KEDIRI, JAWA TIMUR – Yayasan Lembaga Perlindungan Anak (YLPA) Kota Kediri menggelar Focus Group Discussion (FGD) yang menarik perhatian publik dan awak media di wilayah ini. Kegiatan yang berlangsung di Ruang Kilisuci Balai Kota Kediri ini merupakan kerjasama antara YLPA Kota Kediri dan LBH APIK Jakarta. Tema yang diusung dalam FGD kali ini adalah “Pencegahan dan Penanganan Tindak Pidana Perdagangan Orang serta Eksploitasi Seksual Anak.”
Kegiatan FGD ini dihadiri oleh berbagai pemateri ahli di bidangnya. Maulia Martwenty Ine, Ketua Pengadilan Negeri Kota Kediri, turut berbicara dalam acara tersebut. Beliau menyampaikan bahwa hingga saat ini, Pengadilan Negeri hanya menangani dua perkara terkait tindak pidana perdagangan orang pada tahun 2013 dan 2014. Kasus-kasus tersebut memiliki latar belakang ekonomi yang kuat.
“Kami menyadari pentingnya upaya pencegahan dan penanganan tindak pidana perdagangan orang,” kata Maulia Martwenty Ine, Ketua PN Kota Kediri.
Selain itu, Siti Mazumah, Direktur LBH APIK Jakarta, juga menjadi salah satu pemateri yang berbicara dalam FGD ini. Beliau menjelaskan bahwa modus kejahatan saat ini semakin beragam, dengan banyak pelaku menggunakan smartphone sebagai sarana komunikasi elektronik, baik melalui aplikasi online maupun offline, dalam melakukan tindak pidana perdagangan orang (TPPO).
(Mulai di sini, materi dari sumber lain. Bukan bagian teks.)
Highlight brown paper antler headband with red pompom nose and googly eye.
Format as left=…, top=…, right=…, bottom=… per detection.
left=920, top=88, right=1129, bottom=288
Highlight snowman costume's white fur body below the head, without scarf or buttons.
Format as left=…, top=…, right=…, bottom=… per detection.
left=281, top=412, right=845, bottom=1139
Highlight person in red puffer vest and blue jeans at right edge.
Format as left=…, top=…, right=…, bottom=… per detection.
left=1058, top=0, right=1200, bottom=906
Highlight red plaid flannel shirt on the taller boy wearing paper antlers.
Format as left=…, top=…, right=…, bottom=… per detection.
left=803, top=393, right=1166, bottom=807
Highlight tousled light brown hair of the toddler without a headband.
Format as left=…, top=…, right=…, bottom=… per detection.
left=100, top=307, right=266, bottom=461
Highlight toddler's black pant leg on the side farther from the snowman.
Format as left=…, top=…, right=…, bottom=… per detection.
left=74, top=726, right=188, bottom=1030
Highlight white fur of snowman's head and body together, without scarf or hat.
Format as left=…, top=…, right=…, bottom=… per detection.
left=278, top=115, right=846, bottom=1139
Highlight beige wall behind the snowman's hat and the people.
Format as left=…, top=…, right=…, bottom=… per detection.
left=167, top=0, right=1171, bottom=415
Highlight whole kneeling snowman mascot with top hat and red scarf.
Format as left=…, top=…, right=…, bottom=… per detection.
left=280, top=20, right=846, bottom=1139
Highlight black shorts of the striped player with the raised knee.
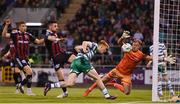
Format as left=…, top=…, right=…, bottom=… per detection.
left=53, top=53, right=72, bottom=71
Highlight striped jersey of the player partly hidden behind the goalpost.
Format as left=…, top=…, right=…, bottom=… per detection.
left=150, top=43, right=166, bottom=63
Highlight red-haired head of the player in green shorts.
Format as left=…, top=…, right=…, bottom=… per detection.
left=98, top=40, right=109, bottom=54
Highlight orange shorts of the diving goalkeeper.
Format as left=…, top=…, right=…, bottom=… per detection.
left=107, top=68, right=132, bottom=86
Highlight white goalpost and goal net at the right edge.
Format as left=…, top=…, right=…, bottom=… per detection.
left=152, top=0, right=180, bottom=102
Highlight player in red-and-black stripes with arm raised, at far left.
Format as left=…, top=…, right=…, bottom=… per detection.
left=2, top=20, right=44, bottom=95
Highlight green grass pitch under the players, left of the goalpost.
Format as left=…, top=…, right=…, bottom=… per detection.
left=0, top=86, right=151, bottom=104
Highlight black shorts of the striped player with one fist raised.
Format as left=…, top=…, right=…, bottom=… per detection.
left=15, top=58, right=31, bottom=70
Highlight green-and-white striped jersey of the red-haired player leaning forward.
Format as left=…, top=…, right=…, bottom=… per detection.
left=77, top=42, right=98, bottom=60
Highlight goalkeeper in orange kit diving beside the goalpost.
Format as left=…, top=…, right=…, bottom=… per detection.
left=83, top=31, right=175, bottom=96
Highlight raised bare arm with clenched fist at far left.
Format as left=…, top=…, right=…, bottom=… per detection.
left=2, top=19, right=11, bottom=38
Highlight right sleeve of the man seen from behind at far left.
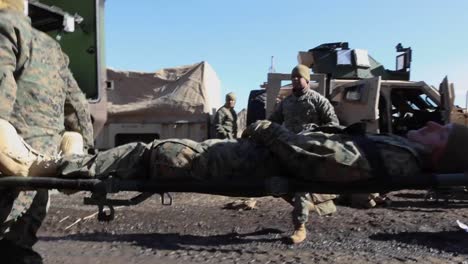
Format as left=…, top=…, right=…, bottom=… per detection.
left=60, top=51, right=94, bottom=151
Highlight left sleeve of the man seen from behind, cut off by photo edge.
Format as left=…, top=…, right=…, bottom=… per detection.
left=0, top=23, right=19, bottom=120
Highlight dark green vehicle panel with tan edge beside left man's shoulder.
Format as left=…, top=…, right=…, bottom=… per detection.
left=29, top=0, right=109, bottom=138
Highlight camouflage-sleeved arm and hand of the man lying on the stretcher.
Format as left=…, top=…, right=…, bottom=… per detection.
left=248, top=120, right=361, bottom=182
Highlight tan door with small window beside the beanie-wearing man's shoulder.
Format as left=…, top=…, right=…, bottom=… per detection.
left=330, top=77, right=380, bottom=132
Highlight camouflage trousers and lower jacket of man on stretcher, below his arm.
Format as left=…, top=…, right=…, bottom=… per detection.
left=59, top=139, right=285, bottom=184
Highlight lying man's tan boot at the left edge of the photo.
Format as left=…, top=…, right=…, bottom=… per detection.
left=0, top=119, right=60, bottom=177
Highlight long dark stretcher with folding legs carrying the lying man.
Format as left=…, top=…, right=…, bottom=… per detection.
left=0, top=172, right=468, bottom=221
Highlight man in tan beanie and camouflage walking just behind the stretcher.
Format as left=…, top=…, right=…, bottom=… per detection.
left=269, top=64, right=339, bottom=243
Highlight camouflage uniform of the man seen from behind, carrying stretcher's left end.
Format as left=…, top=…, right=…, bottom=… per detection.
left=0, top=10, right=93, bottom=248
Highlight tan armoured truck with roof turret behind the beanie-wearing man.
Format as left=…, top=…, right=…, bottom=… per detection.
left=248, top=42, right=467, bottom=135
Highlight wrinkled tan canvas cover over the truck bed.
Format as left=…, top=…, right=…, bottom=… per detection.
left=107, top=62, right=221, bottom=123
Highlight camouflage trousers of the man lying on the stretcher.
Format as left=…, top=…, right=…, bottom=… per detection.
left=58, top=139, right=201, bottom=180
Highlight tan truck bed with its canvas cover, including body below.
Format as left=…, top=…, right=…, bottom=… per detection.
left=95, top=62, right=221, bottom=149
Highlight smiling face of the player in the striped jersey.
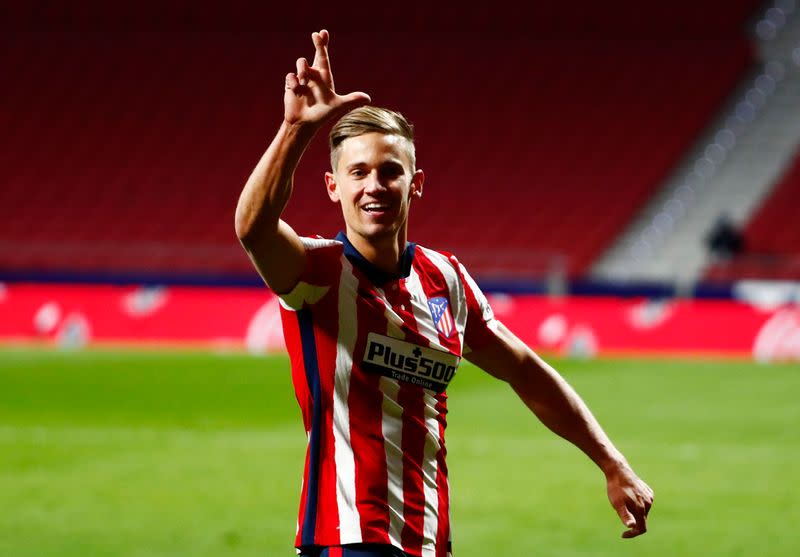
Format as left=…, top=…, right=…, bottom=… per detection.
left=325, top=133, right=424, bottom=240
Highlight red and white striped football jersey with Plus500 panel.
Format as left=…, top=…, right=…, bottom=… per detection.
left=281, top=233, right=496, bottom=557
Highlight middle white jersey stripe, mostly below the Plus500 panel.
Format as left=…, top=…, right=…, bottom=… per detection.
left=380, top=318, right=405, bottom=547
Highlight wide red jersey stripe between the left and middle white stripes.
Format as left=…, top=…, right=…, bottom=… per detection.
left=347, top=268, right=390, bottom=544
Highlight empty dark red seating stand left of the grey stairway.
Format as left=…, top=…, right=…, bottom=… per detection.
left=0, top=24, right=749, bottom=276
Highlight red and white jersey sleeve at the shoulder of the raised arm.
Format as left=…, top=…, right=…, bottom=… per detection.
left=278, top=237, right=342, bottom=311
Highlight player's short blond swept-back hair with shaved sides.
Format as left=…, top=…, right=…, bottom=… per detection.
left=328, top=106, right=417, bottom=172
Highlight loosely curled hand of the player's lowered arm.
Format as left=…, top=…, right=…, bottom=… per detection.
left=606, top=465, right=653, bottom=538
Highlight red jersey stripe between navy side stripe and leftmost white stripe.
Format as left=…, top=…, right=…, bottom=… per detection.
left=311, top=282, right=339, bottom=545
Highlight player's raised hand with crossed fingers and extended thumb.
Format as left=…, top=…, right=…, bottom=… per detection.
left=283, top=29, right=370, bottom=125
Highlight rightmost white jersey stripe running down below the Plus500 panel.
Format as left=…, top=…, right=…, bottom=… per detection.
left=422, top=391, right=442, bottom=557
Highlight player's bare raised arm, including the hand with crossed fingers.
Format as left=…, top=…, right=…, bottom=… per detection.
left=235, top=29, right=370, bottom=293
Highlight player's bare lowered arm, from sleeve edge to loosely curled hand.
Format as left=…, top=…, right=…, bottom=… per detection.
left=466, top=324, right=653, bottom=538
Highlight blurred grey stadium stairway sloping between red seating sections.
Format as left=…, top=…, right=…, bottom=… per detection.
left=592, top=2, right=800, bottom=286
Heri Nurdianto, Dewan Pengawas YLPA, turut memberikan pandangan dalam acara tersebut. Ia berbagi pengalaman bahwa berkat keberadaan pers, karya jurnalistik yang baik telah mampu menyajikan informasi terkait kasus kejahatan seksual atau kekerasan yang melibatkan anak dan perempuan.
“Dari kasus yang terjadi, kita bisa melihat bahwa latar belakang ekonomi seringkali menjadi pemicu utama yang mendorong seseorang tergiur untuk bekerja demi memperbaiki nasibnya,” ujar Heri Nurdianto, Dewan Pengawas YLPA.
Kegiatan FGD ini memberikan wawasan yang berharga dalam upaya pencegahan dan penanganan tindak pidana perdagangan orang serta eksploitasi seksual anak. Semua pihak yang hadir berharap bahwa melalui kerjasama dan pengetahuan yang lebih baik, kita dapat bersama-sama melindungi anak-anak dan perempuan dari ancaman yang serius ini. Semangat untuk memberikan perlindungan yang lebih baik bagi mereka tetap menyala di hati setiap individu yang peduli terhadap masa depan generasi muda.